The scope of this Notebook is merely to explain how to alter the extraction boxes, not to determine the best box locations for any given dataset. While we cannot give specific rules to fit every single dataset, the general rules suggest you:

  • Define spectral extraction boxes which contain as much flux from the target as possible while including very little of the background region
  • Define background extraction boxes as close to your target as possible without the possibility of overlap
  • Avoid detector hotspots and regions of poor sensitivity.
  • Box heights should be odd, so that there is a central pixel.

First we'll set up the values to which we'll edit the box parameters, and then run the function on the original XTRACTAB to change our G185M extraction boxes in the rows for cenwaves 1786 and 1817:

In [15]:
# These will be the values we set the box params to - fairly arbitrarily chosen values in this case:
intercept_dict = {"bbkg1":900., "bbkg2":60., # centers of the background extract regions
                  'bspa':195., 'bspb':285., 'bspc':415.} # centers of NUV stripe extract regions
hgt_dict = {'h_a':41, 'h_b':51, 'h_c':61}

# Now edit using the edit_xtractab() function
                                    # We'll change G185M grating for cenwaves 1786, 1817:
edit_xtractab(xtractab=orig_xtractab, gratlist=['G185M'], cwlist=[1786,1817], # data and rows to edit
              h_dict=hgt_dict, # new (arbitrary) heights to set boxes to
              b_dict=intercept_dict, new_filename='./edit_1dx.fits') # new (somewhat arbitrary) y-intercepts (y axis locations) for boxes

2.3. Confirming the changes

Now we plot the old and new extraction boxes side-by-side to compare:

In [16]:
# Set up the plot
fig, (ax0,ax1) = plt.subplots(1,2,figsize=(14,8), sharey=True)
# add raw count images
ax0.scatter(rtd['RAWX'],rtd['RAWY'], s= 0.1, alpha=0.1, c= 'C0')
ax1.scatter(rtd['RAWX'],rtd['RAWY'], s= 0.1, alpha=0.1, c= 'C0')

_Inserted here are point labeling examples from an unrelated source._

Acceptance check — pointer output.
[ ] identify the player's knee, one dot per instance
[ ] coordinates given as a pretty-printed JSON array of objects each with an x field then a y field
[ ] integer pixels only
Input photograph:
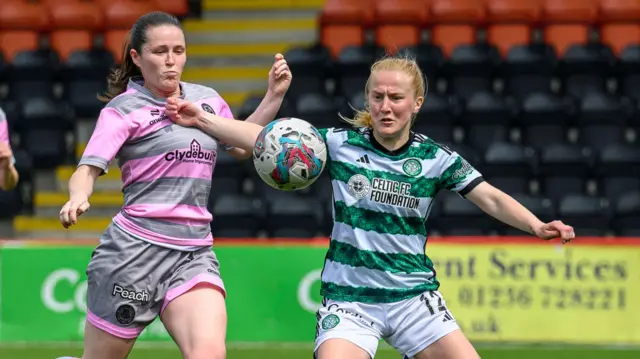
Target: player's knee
[{"x": 206, "y": 351}]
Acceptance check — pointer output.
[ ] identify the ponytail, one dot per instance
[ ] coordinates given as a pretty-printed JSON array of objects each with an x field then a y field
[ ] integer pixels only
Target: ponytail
[
  {"x": 119, "y": 77},
  {"x": 362, "y": 119}
]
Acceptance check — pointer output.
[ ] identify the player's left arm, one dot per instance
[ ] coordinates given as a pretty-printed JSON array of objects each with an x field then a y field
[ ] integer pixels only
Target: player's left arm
[
  {"x": 279, "y": 81},
  {"x": 8, "y": 174}
]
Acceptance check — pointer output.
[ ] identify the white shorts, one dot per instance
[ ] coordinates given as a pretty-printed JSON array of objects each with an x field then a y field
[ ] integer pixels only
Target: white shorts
[{"x": 410, "y": 325}]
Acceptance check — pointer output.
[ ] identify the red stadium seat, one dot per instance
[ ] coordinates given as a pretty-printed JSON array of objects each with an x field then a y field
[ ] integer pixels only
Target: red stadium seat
[
  {"x": 114, "y": 41},
  {"x": 343, "y": 22},
  {"x": 74, "y": 24},
  {"x": 567, "y": 22},
  {"x": 619, "y": 23},
  {"x": 455, "y": 22},
  {"x": 510, "y": 22},
  {"x": 123, "y": 14},
  {"x": 174, "y": 7},
  {"x": 399, "y": 23}
]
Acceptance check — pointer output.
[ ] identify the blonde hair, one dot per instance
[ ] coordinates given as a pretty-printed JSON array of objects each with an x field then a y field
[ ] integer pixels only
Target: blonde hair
[{"x": 407, "y": 65}]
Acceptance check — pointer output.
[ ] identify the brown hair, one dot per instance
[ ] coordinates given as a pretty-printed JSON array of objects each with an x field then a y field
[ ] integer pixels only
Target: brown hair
[
  {"x": 119, "y": 77},
  {"x": 405, "y": 64}
]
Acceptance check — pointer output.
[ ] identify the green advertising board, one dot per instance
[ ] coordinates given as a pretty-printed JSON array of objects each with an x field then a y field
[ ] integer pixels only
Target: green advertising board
[{"x": 273, "y": 292}]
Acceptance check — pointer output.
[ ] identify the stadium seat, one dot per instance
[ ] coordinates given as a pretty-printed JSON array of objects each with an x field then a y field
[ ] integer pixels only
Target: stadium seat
[
  {"x": 619, "y": 23},
  {"x": 460, "y": 216},
  {"x": 33, "y": 74},
  {"x": 11, "y": 204},
  {"x": 436, "y": 119},
  {"x": 486, "y": 119},
  {"x": 601, "y": 120},
  {"x": 454, "y": 23},
  {"x": 311, "y": 67},
  {"x": 74, "y": 24},
  {"x": 293, "y": 216},
  {"x": 510, "y": 23},
  {"x": 626, "y": 214},
  {"x": 178, "y": 8},
  {"x": 221, "y": 186},
  {"x": 540, "y": 206},
  {"x": 567, "y": 22},
  {"x": 509, "y": 167},
  {"x": 120, "y": 15},
  {"x": 528, "y": 69},
  {"x": 471, "y": 69},
  {"x": 237, "y": 216},
  {"x": 114, "y": 43},
  {"x": 227, "y": 166},
  {"x": 589, "y": 216},
  {"x": 398, "y": 23},
  {"x": 629, "y": 72},
  {"x": 47, "y": 147},
  {"x": 342, "y": 23},
  {"x": 430, "y": 59},
  {"x": 352, "y": 68},
  {"x": 563, "y": 170},
  {"x": 319, "y": 110},
  {"x": 586, "y": 68},
  {"x": 543, "y": 119}
]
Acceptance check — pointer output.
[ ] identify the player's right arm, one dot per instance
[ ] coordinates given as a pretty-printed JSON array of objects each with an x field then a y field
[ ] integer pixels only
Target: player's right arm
[{"x": 112, "y": 130}]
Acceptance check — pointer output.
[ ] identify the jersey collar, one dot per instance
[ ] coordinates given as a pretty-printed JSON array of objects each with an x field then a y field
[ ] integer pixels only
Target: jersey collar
[{"x": 137, "y": 83}]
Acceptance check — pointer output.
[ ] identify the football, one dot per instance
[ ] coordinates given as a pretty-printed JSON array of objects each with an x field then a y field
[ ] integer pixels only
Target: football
[{"x": 289, "y": 154}]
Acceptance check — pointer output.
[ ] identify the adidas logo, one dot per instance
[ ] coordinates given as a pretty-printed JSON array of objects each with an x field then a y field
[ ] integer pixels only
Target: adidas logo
[
  {"x": 363, "y": 159},
  {"x": 447, "y": 317}
]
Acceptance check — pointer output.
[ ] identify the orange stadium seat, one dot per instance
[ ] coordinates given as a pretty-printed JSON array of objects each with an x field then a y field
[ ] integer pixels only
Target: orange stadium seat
[
  {"x": 619, "y": 23},
  {"x": 20, "y": 26},
  {"x": 343, "y": 23},
  {"x": 510, "y": 22},
  {"x": 174, "y": 7},
  {"x": 399, "y": 23},
  {"x": 454, "y": 22},
  {"x": 123, "y": 14},
  {"x": 74, "y": 24},
  {"x": 567, "y": 22},
  {"x": 114, "y": 41}
]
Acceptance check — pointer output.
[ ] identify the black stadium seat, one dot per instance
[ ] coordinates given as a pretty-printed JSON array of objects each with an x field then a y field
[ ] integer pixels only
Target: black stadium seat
[
  {"x": 237, "y": 216},
  {"x": 486, "y": 118},
  {"x": 471, "y": 69},
  {"x": 529, "y": 69}
]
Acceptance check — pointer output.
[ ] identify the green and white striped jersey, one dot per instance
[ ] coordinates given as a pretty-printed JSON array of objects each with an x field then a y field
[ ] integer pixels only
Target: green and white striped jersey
[{"x": 381, "y": 200}]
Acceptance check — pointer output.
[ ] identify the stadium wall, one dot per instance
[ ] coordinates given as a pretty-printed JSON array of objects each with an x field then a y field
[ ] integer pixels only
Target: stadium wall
[{"x": 500, "y": 289}]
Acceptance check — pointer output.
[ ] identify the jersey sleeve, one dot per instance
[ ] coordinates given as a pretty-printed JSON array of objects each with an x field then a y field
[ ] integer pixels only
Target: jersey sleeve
[
  {"x": 458, "y": 175},
  {"x": 4, "y": 133},
  {"x": 110, "y": 133}
]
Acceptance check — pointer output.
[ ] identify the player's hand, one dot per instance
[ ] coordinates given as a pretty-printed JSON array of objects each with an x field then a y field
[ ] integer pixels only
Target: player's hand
[
  {"x": 556, "y": 229},
  {"x": 182, "y": 112},
  {"x": 75, "y": 207},
  {"x": 279, "y": 76},
  {"x": 5, "y": 151}
]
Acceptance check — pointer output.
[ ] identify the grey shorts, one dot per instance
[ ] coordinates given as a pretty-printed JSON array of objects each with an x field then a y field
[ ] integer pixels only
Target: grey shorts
[{"x": 131, "y": 281}]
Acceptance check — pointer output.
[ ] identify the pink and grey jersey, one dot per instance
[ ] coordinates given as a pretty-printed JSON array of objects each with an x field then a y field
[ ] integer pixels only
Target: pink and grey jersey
[
  {"x": 166, "y": 168},
  {"x": 4, "y": 131}
]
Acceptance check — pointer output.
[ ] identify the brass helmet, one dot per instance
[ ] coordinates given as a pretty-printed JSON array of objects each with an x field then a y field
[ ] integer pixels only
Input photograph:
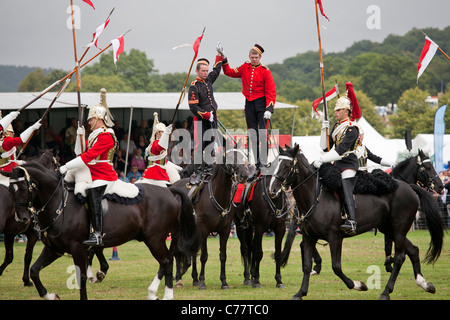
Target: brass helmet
[{"x": 101, "y": 111}]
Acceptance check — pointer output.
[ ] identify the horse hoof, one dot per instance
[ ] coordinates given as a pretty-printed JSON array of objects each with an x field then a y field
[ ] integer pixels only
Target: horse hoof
[
  {"x": 247, "y": 282},
  {"x": 360, "y": 286},
  {"x": 51, "y": 296},
  {"x": 100, "y": 276},
  {"x": 201, "y": 286},
  {"x": 431, "y": 288}
]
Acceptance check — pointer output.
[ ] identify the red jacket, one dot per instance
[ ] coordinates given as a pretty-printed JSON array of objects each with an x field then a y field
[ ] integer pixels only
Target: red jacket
[
  {"x": 257, "y": 82},
  {"x": 8, "y": 144},
  {"x": 154, "y": 171},
  {"x": 99, "y": 151}
]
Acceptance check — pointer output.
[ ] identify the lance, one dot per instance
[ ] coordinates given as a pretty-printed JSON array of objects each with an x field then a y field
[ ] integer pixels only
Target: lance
[
  {"x": 61, "y": 90},
  {"x": 77, "y": 72},
  {"x": 183, "y": 91},
  {"x": 325, "y": 109}
]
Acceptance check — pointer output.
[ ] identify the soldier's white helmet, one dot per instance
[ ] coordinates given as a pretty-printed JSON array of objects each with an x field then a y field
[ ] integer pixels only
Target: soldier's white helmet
[{"x": 101, "y": 111}]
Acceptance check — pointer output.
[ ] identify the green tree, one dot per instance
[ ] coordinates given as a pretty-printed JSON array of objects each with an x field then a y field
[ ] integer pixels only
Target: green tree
[{"x": 413, "y": 113}]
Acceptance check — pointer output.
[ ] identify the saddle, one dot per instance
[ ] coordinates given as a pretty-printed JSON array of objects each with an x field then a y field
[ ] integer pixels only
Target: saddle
[
  {"x": 119, "y": 191},
  {"x": 377, "y": 182},
  {"x": 194, "y": 191}
]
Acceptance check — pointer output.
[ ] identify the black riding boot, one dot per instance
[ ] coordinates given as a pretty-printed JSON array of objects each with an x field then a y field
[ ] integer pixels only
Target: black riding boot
[
  {"x": 196, "y": 177},
  {"x": 95, "y": 196},
  {"x": 348, "y": 185},
  {"x": 207, "y": 172}
]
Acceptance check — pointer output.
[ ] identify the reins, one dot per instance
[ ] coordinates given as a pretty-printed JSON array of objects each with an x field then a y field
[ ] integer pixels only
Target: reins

# First plot the boxes from the original XTRACTAB 
read_bounds = readxtractab(orig_xtractab, grat='G185M', cw=1786, aper='PSA')
for i, box in enumerate(read_bounds): #plot each box
    ax0.axhspan(box[0],box[1], color='cmykr'[i], alpha=0.3 , label=box_names[i]+'_new')

# Now with the newly edited XTRACTAB
plt.rcParams['hatch.linewidth'] = 3 # Make the hatch more visible
read_bounds = readxtractab('./edit_1dx.fits', grat='G185M', cw=1786, aper='PSA')
for i, box in enumerate(read_bounds):
    ax1.axhspan(box[0],box[1], color='cmykr'[i], alpha=0.3 , hatch='x', label=box_names[i]+'_old')

    # Now some plot formatting
ax0.legend(loc='upper right')
ax1.legend(loc='upper right')

ax0.set_xlim(0,1024)
ax0.set_ylim(0,1024)
ax1.set_xlim(ax0.get_xlim())

fig.text(0.42,-.01,'Dispersion axis Pixel', size=20)
ax0.set_ylabel('Cross-dispersion axis Pixel', size=20)
plt.suptitle("Fig 2.1\n2D spectrum of all raw (unfiltered) counts\n"+\
             "with original ($left$) and new ($right$) extraction boxes", size=25)
plt.tight_layout()
plt.savefig(str(plotsdir / '2D_spec_both_box_sets.png'), dpi=200, bbox_inches='tight')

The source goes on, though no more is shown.